4.3.4. Automated Testing and Retraining Mechanisms
💡 First Principle: ML pipelines need tests at every stage—not just at the model evaluation step. Data validation tests catch upstream changes, integration tests verify the pipeline works end-to-end, and model quality tests ensure the new version meets performance thresholds. Without automated testing, model updates are gambles.
| Test Type | What It Validates | When It Runs | Example |
|---|---|---|---|
| Data validation | Schema, distributions, completeness | Before training | Feature column count matches expected; no new null columns |
| Unit tests | Preprocessing/inference code logic | On code commit | Encoding function produces correct output |
| Integration tests | Pipeline steps connect correctly | After build | Training job accepts preprocessed data format |
| Model quality tests | Performance meets thresholds | After training | Accuracy > 85%, latency < 100ms |
| A/B tests | New model vs. production | During deployment | New model's business metric ≥ old model's |
Retraining triggers:
- Scheduled: Retrain on a fixed cadence (daily, weekly, monthly)

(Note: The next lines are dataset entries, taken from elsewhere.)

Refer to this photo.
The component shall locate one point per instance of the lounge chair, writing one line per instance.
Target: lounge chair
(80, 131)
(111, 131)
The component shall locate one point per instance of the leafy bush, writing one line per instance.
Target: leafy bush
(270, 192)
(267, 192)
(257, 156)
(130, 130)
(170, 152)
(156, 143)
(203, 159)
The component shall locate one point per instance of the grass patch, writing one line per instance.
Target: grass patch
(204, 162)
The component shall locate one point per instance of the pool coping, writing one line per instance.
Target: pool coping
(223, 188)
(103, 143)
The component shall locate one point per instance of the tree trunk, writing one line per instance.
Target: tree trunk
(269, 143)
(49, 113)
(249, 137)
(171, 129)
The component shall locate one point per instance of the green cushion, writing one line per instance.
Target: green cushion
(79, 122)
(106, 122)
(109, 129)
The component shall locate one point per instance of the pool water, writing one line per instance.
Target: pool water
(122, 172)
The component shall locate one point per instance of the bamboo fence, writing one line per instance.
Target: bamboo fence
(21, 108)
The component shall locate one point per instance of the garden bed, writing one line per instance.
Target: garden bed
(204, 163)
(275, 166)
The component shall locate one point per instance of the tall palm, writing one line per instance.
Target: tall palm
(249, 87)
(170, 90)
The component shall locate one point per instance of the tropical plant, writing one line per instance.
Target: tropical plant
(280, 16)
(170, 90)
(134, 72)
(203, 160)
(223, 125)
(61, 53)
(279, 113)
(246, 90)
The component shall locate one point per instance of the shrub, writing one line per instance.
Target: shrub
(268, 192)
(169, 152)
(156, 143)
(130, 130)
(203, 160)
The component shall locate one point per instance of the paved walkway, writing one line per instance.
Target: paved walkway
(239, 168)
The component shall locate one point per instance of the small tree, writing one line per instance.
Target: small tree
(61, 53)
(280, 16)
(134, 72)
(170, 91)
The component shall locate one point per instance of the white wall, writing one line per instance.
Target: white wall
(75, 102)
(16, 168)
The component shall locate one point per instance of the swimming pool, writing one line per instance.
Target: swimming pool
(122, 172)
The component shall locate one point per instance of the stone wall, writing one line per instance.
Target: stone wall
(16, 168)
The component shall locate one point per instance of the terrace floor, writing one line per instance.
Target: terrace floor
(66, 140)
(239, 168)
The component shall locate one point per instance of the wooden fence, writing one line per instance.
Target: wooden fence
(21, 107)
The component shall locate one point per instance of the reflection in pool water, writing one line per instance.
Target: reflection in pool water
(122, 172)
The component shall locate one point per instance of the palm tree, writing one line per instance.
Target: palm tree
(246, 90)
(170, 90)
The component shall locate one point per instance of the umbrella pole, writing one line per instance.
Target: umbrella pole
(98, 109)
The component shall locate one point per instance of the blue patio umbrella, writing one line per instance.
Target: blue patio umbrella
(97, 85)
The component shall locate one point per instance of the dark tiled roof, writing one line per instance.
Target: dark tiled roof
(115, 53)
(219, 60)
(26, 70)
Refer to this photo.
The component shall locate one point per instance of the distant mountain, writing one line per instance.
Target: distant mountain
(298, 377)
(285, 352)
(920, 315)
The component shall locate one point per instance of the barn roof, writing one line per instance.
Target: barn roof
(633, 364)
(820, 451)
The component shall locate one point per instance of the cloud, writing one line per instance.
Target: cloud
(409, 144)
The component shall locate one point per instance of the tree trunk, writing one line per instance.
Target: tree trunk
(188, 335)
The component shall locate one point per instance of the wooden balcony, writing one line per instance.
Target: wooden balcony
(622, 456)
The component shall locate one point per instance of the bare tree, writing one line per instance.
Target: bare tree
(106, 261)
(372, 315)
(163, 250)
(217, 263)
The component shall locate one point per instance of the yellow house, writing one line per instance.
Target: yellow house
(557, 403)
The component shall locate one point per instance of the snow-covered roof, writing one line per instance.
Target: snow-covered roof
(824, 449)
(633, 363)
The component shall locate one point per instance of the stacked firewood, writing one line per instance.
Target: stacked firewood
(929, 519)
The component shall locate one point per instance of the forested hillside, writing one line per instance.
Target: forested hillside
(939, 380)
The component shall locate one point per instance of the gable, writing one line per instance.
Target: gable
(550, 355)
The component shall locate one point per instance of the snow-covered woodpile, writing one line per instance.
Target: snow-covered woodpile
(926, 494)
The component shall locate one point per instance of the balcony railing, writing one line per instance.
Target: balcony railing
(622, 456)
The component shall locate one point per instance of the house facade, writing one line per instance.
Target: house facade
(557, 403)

- Data-driven: Retrain when new data volume exceeds a threshold
- Drift-driven: Retrain when Model Monitor detects data or model drift
- Performance-driven: Retrain when production metrics degrade below threshold
⚠️ Exam Trap: Automated retraining without automated validation is dangerous—you could automatically deploy a worse model. Every retraining pipeline must include a quality gate (metric threshold check) before deployment. If a question describes "automatic retraining and deployment" without mentioning validation, the answer should include adding a validation step.
Reflection Question: A pipeline automatically retrains a model weekly and deploys it. One week, the new training data contains a bug that produces a model with 40% accuracy (down from 90%). The bad model reaches production before anyone notices. What pipeline change prevents this?